MultiRegExp
Synopsis
Search for several regular expressions in sections contents.
This module is experimental.
Description
MultiRegExp attempts to match regular expression patterns read from patternsFile on section contents. The patterns file is a CSV file where one column contains patterns. The patterns must follow the Java Pattern syntax .
MultiRegExp creates an annotation in targetLayer for each match. Additionally MultiRegExp adds to the annotation a feature for each column corresponding to the matched pattern.
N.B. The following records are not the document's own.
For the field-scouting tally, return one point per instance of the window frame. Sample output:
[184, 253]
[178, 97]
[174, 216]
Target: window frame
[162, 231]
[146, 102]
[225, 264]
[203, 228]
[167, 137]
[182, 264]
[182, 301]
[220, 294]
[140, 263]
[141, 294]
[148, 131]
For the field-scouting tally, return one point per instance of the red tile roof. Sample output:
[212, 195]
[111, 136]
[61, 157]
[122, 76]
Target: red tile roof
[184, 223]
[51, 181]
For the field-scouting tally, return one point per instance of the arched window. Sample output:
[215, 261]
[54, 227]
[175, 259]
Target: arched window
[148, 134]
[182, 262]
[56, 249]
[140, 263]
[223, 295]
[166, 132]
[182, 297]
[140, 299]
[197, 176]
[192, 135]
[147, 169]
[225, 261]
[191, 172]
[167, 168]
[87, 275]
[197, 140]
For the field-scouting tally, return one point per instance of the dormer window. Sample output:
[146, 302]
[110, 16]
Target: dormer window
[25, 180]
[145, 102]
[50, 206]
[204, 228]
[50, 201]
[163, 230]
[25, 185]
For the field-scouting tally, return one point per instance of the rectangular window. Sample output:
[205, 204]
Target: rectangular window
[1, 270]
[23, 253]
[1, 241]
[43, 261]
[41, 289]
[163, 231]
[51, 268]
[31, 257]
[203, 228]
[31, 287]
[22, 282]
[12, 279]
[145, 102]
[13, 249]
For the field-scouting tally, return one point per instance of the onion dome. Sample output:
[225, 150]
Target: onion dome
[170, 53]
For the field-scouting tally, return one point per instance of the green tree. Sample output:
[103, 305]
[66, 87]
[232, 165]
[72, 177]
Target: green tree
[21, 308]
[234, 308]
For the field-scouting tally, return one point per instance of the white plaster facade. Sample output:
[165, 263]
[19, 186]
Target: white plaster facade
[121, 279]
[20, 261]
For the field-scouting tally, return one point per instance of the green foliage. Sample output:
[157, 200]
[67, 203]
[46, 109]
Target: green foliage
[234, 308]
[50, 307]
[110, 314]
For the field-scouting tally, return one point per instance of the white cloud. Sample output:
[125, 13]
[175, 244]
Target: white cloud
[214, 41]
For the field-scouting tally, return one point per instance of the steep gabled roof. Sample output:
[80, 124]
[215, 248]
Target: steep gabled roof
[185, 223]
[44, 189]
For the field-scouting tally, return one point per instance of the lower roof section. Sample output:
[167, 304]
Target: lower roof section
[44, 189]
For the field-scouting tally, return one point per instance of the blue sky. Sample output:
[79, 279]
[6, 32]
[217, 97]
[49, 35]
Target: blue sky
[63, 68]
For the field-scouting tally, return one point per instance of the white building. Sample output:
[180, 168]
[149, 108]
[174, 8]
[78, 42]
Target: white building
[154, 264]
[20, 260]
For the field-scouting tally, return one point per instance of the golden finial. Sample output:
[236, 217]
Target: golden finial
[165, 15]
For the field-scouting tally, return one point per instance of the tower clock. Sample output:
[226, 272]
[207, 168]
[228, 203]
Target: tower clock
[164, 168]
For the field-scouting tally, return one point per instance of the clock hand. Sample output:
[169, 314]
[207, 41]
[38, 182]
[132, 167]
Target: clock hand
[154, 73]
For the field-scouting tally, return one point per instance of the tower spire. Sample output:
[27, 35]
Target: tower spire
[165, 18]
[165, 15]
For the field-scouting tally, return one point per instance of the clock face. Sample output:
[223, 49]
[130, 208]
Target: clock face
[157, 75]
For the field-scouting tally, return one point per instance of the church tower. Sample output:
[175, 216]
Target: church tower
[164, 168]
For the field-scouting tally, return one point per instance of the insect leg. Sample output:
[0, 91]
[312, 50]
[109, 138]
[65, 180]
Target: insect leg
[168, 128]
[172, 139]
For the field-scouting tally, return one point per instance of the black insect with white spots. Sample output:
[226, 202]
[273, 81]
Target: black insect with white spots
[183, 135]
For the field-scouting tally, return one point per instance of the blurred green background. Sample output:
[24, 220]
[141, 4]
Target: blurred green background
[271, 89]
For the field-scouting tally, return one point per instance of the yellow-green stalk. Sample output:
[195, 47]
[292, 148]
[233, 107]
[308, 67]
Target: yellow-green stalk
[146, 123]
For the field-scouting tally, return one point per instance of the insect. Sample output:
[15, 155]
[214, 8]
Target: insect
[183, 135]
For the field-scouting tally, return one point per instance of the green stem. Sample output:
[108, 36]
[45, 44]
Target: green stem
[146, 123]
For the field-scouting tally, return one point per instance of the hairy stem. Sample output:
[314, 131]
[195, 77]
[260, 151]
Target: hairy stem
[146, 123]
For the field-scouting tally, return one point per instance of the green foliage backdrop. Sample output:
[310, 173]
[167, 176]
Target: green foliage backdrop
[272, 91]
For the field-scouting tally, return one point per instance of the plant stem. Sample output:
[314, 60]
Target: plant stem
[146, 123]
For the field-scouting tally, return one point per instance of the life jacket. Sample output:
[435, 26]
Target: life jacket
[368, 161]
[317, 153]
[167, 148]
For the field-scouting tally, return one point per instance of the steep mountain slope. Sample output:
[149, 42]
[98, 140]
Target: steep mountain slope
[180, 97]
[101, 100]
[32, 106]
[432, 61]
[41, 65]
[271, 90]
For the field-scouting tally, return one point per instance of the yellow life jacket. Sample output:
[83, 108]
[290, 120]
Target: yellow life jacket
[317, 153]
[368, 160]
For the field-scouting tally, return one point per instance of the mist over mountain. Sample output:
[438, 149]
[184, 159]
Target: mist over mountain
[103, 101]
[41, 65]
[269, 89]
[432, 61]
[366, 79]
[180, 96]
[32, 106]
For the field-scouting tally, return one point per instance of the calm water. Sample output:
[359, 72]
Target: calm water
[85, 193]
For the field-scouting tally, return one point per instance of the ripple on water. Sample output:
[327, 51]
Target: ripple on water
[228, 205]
The matches for each individual pattern will not overlap, however matches of different patterns may overlap.
Snippet
<multiregexp class="MultiRegExp">
<patternsFile></patternsFile>
<targetLayer></targetLayer>
<valueFeatures></valueFeatures>
</multiregexp>
Mandatory parameters
patternsFile
CSV file containing patterns.
targetLayer
Layer where to place annotations.
valueFeatures
Name of the features created for each annotation, corresponding to the columns of patternsFile including the patterns column.
Optional parameters
constantAnnotationFeatures
Constant features to add to each annotation created by this module.
delimiter
Column delimiter of CSV file.
escape
Character used to escape characters in column values.
headerLine
Either to skip the first row.
quote
Character used to quote the column values.
trimValues
Either to trim leading and trailing whitespaces from column values.
baseFormat
Base format of CSV file. Must be either: deault, excel, mysql, rfc4180, oracle, postgresql_csv, postgresql_text, tdf, tab.
caseInsensitive
Either the match is insensitive to case.
documentFilter
Only process document that satisfy this expression.
keyColumn
Column index that contains patterns. First column is 0
.
matchWordBoundaries
Only create annotations for matches that fit exactly between word boundaries.
sectionFilter
Process only sections that satisfy this expression.